The most exciting item in this preview is a Mickey and Minnie menorah backpack, which features the two iconic mice peeking at a menorah. On the back of the backpack, Mickey and Minnie are shown playing dreidel together, and the inside is patterned with latkes, gelt, dreidels, the words “Happy Hanukkah” and Mickey and Minnie yet again. More is definitely more when it comes to this particular item, and I adore it.

The release also includes a new Hanukkah Minnie headband, which features a lovely sequined bow (nothing says festive quite like sequins) and a menorah, surrounded by dreidels. For those who love soft huggable items, Disney will also be selling an adorable new Mickey plush doll that holds a menorah.

Both the menorah on the backpack and the headband light up. We’re not just talking your basic lights, either. According to Loungefly, the company that makes the backpack, the candle on the menorah “lights up one per night!” Which means that if you’re in the park for the third night of Hanukkah, you’ll be able to walk around in the evening with just three candles lit up (hopefully the shamash lights up too, though!)
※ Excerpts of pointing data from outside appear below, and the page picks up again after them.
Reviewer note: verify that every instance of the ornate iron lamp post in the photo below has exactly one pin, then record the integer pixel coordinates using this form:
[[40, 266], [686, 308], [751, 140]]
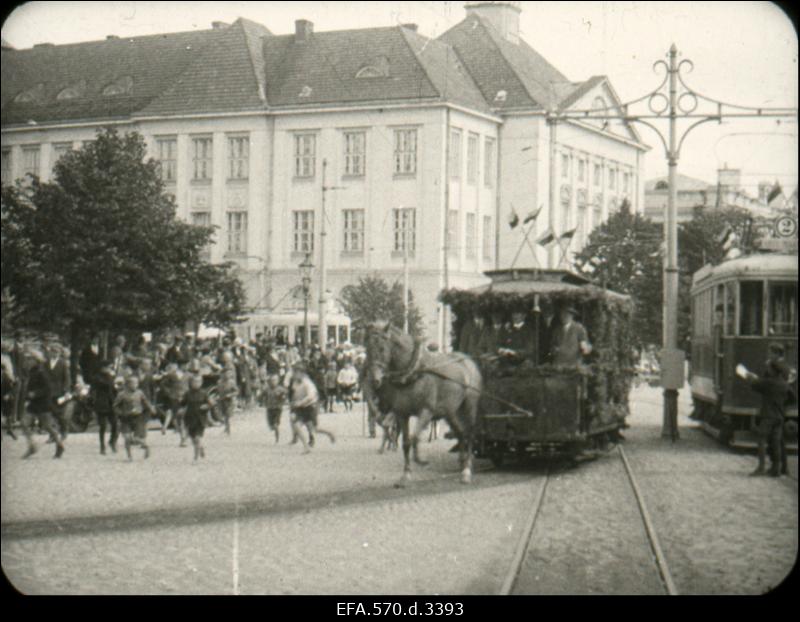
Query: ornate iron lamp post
[[671, 101], [305, 270]]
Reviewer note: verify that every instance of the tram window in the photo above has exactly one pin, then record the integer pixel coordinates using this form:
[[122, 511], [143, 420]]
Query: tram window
[[730, 309], [751, 308], [783, 308]]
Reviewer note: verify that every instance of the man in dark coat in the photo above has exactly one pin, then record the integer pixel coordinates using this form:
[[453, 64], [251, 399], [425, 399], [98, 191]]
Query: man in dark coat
[[569, 340], [520, 339], [40, 406], [776, 392]]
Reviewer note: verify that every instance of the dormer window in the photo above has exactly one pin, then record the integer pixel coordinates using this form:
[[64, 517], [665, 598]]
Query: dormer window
[[377, 68], [72, 92], [31, 95], [122, 86]]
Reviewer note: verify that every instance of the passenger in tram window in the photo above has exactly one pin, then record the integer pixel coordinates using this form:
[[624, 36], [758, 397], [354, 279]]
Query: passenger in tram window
[[569, 339], [520, 340], [469, 340]]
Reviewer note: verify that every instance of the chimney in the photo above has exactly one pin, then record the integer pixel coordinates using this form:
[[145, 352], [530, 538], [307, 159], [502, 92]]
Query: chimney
[[302, 30], [504, 16]]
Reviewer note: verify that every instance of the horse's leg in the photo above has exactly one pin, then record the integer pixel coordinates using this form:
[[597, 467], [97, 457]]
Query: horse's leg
[[404, 423], [424, 420]]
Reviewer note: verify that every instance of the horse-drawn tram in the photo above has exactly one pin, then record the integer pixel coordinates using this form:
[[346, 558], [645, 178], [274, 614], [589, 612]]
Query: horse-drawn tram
[[739, 307], [540, 396]]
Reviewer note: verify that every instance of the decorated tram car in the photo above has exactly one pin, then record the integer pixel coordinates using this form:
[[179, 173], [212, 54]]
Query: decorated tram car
[[739, 307], [536, 408]]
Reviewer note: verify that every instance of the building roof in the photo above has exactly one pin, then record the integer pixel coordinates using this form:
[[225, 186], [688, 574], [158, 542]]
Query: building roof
[[205, 70], [323, 69], [496, 65]]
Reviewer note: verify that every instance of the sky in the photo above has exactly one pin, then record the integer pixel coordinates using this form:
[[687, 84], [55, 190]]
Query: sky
[[743, 53]]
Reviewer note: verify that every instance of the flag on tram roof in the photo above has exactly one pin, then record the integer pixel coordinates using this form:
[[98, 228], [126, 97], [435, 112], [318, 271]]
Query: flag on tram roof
[[547, 238], [532, 215]]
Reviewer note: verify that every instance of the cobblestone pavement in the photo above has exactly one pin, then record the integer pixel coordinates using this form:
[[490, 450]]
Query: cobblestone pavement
[[260, 518]]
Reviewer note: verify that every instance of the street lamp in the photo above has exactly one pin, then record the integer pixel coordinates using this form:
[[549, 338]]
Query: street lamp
[[305, 270]]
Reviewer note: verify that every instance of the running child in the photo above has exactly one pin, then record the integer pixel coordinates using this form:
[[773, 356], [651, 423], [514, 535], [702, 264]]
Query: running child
[[130, 405]]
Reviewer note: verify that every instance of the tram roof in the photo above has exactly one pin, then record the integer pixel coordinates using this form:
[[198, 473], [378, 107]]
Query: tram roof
[[763, 265], [535, 281]]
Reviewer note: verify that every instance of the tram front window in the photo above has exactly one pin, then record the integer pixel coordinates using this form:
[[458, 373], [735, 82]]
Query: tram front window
[[783, 308], [751, 308]]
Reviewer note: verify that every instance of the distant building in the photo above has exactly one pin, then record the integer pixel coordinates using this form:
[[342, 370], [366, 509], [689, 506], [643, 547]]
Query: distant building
[[430, 144], [692, 193]]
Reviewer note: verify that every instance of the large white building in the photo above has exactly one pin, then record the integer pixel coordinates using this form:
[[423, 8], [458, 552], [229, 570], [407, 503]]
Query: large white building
[[431, 143]]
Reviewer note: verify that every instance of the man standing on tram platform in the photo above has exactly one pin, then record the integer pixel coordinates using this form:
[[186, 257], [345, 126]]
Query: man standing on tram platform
[[569, 340], [776, 392]]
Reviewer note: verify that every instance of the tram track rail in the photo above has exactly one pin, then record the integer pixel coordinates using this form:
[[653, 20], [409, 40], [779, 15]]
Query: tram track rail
[[523, 546]]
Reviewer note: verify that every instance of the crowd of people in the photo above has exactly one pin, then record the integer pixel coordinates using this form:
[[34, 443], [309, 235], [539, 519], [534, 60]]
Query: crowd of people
[[188, 384]]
The colors are, once again, a pretty standard Hanukkah product — blue and yellow and white, colors often used to delineate Jewish items in non-Jewish spaces. It’s not my favorite, but just like Christmas’s red and green, it does make it really easy to spot at a store.
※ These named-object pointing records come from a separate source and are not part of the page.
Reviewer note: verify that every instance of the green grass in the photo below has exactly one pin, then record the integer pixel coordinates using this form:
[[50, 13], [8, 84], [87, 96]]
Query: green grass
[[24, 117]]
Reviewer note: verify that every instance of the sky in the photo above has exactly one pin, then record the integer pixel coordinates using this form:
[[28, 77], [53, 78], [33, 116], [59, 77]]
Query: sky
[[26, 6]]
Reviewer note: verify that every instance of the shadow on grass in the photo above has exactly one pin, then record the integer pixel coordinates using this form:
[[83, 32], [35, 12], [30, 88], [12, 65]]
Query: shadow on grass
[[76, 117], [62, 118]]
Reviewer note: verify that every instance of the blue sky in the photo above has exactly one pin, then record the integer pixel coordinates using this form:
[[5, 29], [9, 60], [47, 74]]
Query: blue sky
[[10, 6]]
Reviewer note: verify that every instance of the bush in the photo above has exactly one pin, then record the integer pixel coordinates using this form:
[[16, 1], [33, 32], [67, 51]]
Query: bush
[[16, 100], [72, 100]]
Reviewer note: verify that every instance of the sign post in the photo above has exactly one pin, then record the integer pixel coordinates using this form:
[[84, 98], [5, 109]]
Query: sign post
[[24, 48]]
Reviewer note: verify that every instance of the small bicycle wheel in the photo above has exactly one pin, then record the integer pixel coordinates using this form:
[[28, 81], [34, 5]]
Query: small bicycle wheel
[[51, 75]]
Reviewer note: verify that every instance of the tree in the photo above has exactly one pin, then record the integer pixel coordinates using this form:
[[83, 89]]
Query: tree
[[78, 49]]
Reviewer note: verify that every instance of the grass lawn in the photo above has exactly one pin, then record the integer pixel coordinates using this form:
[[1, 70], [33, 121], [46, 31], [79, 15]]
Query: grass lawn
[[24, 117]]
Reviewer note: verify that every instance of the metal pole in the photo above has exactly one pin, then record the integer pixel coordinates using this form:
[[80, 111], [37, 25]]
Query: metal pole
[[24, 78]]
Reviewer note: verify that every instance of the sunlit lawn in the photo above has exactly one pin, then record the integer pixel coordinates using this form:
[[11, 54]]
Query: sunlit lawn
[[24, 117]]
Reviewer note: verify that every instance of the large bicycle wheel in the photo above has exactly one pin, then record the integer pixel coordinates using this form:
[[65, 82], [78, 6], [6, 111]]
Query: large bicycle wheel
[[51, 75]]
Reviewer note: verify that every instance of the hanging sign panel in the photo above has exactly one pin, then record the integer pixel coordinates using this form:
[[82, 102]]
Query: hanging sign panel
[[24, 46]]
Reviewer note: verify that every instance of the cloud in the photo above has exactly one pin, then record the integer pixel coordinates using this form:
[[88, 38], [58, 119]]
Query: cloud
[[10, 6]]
As Rabbi Yael Buechler noted on her TikTok, the menorahs, or rather, hannukiahs, are kosher and everything looks like it was designed by a person well-informed about holiday traditions (no challahs!). Notably, none of the dreidels on the print include any Jewish letters, a common theme in all of Disney’s Hanukkah merchandise so far — possibly because the details are too small, or maybe because nobody wants to accidentally get a Hebrew letter wrong.

Disney parks celebrate Hanukkah every year with a candle lighting, and since 2018, Epcot’s Festival of Holidays has featured L’Chaim! Holiday Kitchen — though the food at this stall is not kosher and the park in general is pretty lacking when it comes to kosher options.
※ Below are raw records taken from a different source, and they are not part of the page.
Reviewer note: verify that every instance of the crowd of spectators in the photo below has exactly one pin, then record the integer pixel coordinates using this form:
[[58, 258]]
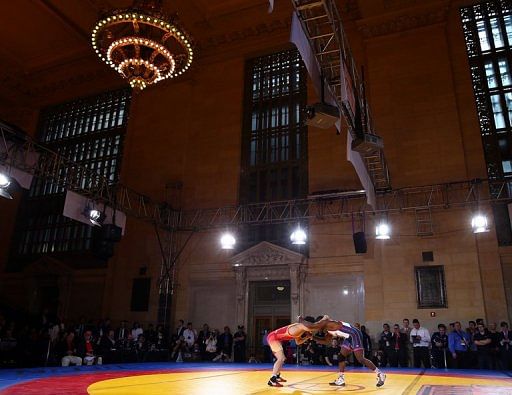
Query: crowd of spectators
[[50, 342], [476, 347]]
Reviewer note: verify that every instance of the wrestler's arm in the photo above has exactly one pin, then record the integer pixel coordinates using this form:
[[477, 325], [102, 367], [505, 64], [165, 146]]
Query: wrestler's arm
[[316, 326], [303, 339], [323, 340]]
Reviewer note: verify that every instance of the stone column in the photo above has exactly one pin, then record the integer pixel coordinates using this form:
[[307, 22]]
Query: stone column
[[295, 290], [241, 292]]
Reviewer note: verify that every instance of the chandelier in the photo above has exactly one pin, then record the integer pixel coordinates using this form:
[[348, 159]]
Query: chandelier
[[143, 44]]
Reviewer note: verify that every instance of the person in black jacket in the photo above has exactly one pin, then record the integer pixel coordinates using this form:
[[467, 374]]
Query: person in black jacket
[[440, 351], [397, 353], [505, 346], [483, 339], [385, 340], [224, 345], [367, 343], [239, 344]]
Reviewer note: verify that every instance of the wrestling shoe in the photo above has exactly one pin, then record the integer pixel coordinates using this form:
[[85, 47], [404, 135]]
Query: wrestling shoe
[[274, 383], [339, 382], [381, 378]]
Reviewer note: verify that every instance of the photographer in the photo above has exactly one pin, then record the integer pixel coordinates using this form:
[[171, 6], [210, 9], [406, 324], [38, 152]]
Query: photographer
[[211, 346], [239, 344], [439, 347], [420, 339]]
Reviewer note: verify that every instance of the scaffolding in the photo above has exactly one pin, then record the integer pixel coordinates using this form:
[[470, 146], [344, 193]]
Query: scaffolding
[[321, 23], [320, 206]]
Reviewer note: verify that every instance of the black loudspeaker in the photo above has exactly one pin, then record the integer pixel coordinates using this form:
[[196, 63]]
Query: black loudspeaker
[[360, 243], [427, 256]]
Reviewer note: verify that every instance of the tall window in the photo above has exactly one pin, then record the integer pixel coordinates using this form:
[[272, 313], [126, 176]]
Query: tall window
[[430, 287], [274, 150], [90, 132], [488, 33]]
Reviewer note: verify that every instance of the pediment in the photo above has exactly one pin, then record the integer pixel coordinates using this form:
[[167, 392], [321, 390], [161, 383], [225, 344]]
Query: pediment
[[267, 254], [47, 266]]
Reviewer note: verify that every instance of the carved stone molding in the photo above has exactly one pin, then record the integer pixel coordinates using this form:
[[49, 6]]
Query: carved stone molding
[[399, 23], [266, 254]]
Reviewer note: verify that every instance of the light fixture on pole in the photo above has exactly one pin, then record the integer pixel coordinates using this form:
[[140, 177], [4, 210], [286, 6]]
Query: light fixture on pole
[[227, 241], [142, 43], [4, 184], [298, 236], [479, 223], [382, 231], [95, 216]]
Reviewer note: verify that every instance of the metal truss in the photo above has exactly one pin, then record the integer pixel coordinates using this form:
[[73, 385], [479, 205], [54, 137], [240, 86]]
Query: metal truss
[[318, 207], [321, 22], [17, 150], [344, 205]]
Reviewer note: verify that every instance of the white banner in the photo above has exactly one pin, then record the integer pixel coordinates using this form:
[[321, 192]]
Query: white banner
[[298, 37]]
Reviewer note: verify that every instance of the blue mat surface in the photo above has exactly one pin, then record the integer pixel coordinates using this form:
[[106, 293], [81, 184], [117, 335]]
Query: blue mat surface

“It sounds like Disney overheard a bunch of Jewish people in New York talking about some things that Jewish people eat and came up with a menu based on that,” actor and producer Michael Kushner said of the L’Chaim menu on TikTok last Hanukkah. And in a sense, the highly Ashkenazi-centered menu — which features latkes with lox, pastrami on rye, sufganiyot and black and white cookies — does. The drinks include a beer brewed in Brooklyn and a frozen cocktail with Manischewitz that I would honestly try.

While some do love L’Chaim’s Jewish fare, Decca Dennet, a travel agent, compared the black and white cookie to sand with frosting, and the crosscut of both the latke and the cookie she shared on TikTok look pale and terribly unappetizing. They did laud the park’s Hanukkah storyteller, who you can find between the Morocco and France pavilions at Epcot’s World Showcase, for his great retelling of the Hanukkah story and for “actively including non-Ashkenazi traditions” in his show, like singing in Ladino.

@mxdarlingadventures

Another year, another letdown. #disneyfood #disneyfoodie #jewish #jewtok #epcot #travelingwhilejewish

♬ Traditsye – Fiddler on the Roof 2018 Company

 

Going to Disney may not be in the books for me this year, but I am thrilled that  Disney adults (and children!) who are visiting the park this winter will be able to share their Jewish pride with these extremely cute new items. Since Hanukkah doesn’t overlap with Christmas this year (it takes place December 7-15) it could be the perfect time to visit one of the parks before the holiday rush — and because the parks are always illuminated at night, it would make a pretty special festival of lights.

For those of you Disney lovers celebrating at home, I’m happy to report that there are some fun Disney Hanukkah sweaters and shirts you can order now, and hopefully more will be released as we approach the holiday. But while we’re at it, I can’t say I would mind some High Holiday Disney merch. Winnie the Pooh would make a pretty great Rosh Hashanah mascot. Just sayin’.